Is Bitcoin Booming… Or is it Bubbling?
Last Updated on 19 November 2020 by CryptoTips.eu
One of the most important works on investing and global finance was written way back in the 1970s. At the end of an era of Opec, oil crisis and the introduction of the Wall Street and Main Street correlation, Charles P. Kindleberger wrote Manias, Panics, and Crashes: A History of Financial Crises.
As an avid reader I devoured it a few summers ago in a matter of days. Fascinating was the explanation of an investment cycle for any good that turned out to be a bubble, whether it was the Dutch Tulip crash, the South Sea Exchange scandal, the Wall Street panic of 1929 or the Kennedy flash crash of 1962.
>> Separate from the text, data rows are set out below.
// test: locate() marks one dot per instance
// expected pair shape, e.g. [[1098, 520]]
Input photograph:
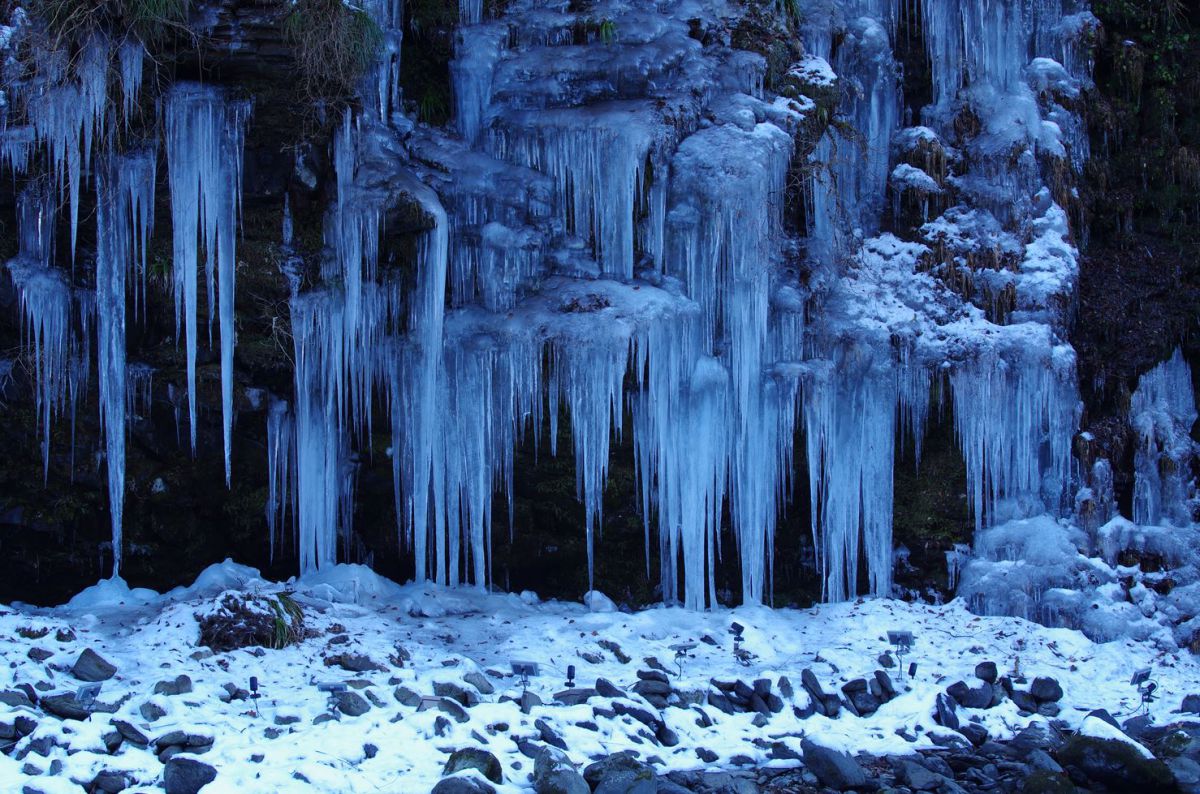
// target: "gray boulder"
[[186, 775], [833, 768], [481, 761], [93, 667]]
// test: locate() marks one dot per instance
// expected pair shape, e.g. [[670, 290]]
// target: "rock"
[[91, 667], [621, 774], [111, 782], [887, 687], [975, 733], [978, 697], [959, 691], [17, 698], [575, 697], [647, 689], [1116, 764], [549, 734], [453, 709], [130, 733], [945, 713], [1045, 690], [1041, 761], [352, 704], [180, 685], [405, 696], [462, 785], [186, 775], [917, 777], [987, 672], [1024, 701], [450, 690], [487, 764], [606, 689], [555, 774], [1104, 716], [480, 683], [832, 768], [65, 707]]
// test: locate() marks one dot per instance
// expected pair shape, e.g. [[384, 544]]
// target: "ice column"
[[124, 218], [1162, 413], [205, 134]]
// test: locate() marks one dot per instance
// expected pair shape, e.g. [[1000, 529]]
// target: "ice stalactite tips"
[[125, 190], [205, 134]]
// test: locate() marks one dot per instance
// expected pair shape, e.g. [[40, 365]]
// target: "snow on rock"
[[261, 744]]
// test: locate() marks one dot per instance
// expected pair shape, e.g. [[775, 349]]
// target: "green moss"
[[335, 46]]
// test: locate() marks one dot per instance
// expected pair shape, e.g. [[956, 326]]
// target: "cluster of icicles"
[[721, 360]]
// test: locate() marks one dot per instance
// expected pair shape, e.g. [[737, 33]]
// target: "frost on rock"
[[204, 138]]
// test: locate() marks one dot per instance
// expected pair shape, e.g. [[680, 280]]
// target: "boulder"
[[93, 667], [352, 704], [186, 775], [833, 768], [487, 764], [179, 685], [65, 707], [555, 774], [621, 774], [1116, 764], [1045, 690], [987, 672]]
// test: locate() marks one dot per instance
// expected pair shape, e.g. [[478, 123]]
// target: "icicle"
[[1162, 413], [281, 459], [125, 194], [205, 133]]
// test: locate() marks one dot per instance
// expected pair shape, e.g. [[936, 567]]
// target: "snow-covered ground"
[[449, 633]]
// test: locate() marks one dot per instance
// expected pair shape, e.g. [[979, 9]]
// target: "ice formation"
[[601, 238], [204, 137]]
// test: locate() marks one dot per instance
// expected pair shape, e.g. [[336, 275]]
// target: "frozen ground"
[[449, 633]]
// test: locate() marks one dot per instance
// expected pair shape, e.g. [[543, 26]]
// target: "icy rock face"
[[1162, 413]]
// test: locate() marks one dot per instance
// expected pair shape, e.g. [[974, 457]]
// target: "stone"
[[621, 774], [606, 689], [575, 697], [487, 764], [975, 733], [958, 691], [65, 707], [405, 696], [179, 685], [480, 683], [109, 782], [462, 785], [1116, 764], [130, 733], [549, 734], [354, 663], [1045, 690], [917, 777], [186, 775], [352, 704], [450, 690], [987, 672], [977, 697], [555, 774], [453, 709], [945, 711], [93, 667], [834, 769]]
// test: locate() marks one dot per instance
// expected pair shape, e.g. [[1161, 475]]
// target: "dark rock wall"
[[1139, 298]]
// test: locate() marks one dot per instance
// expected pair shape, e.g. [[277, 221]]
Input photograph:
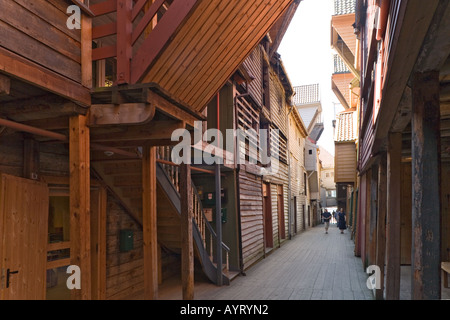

Kindleberger explained in text what was to become known as the different phases. In the beginning there are only angel investors and people are optimistic about the good as they believe it has potential. As the attention span turns from excitement into thrill, at a certain point the euphoria phase is reached where it is what everyone talks about. This is usually the moment before a selloff is due. In stock market terms this has become known as buy the rumor, sell the news, or in other words: when everyone hears about it, that is when it’s too late.
Bitcoin’s current case
Returning to the topic at hand, one must admit that Bitcoin has seen its fair share of media coverage in the past few days.
Although normally we are a choice between the regular group of media outlets that write about all things crypto and Bitcoin, this week we’re joined by the BBC, ABC News and other major media players, all covering Satoshi’s crypto coin. One therefore has to wonder whether a (temporary) peak has already been reached when it comes to attention and therefore a selloff is due before a further upswing can take place.
Then again, when I heard Paul Tudor Jones, the billionaire hedge fund manager who invested in Bitcoin back in May declare on CNBC earlier this month that he had a “small” position in bitcoin, which he described as like:
Investing with Steve Jobs and Apple or . . . Google early.
You’ve got this group . . . that is dedicated to seeing bitcoin succeed in becoming a commonplace store of value and transactional to boot. I’ve never had an inflation hedge where you have a kicker that you also have great intellectual capital behind it.
Well in that case, if this classic investor is that excited about it, I can see others still joining as well. Therefore, a pullback might be necessary before any further upswing is due, but a bubble this seems not (at least to me). 2020 Bitcoin is certainly different from 2017 Bitcoin.
On top of that, the acceptance of PayPal and many public companies stepping in is another bullish sign.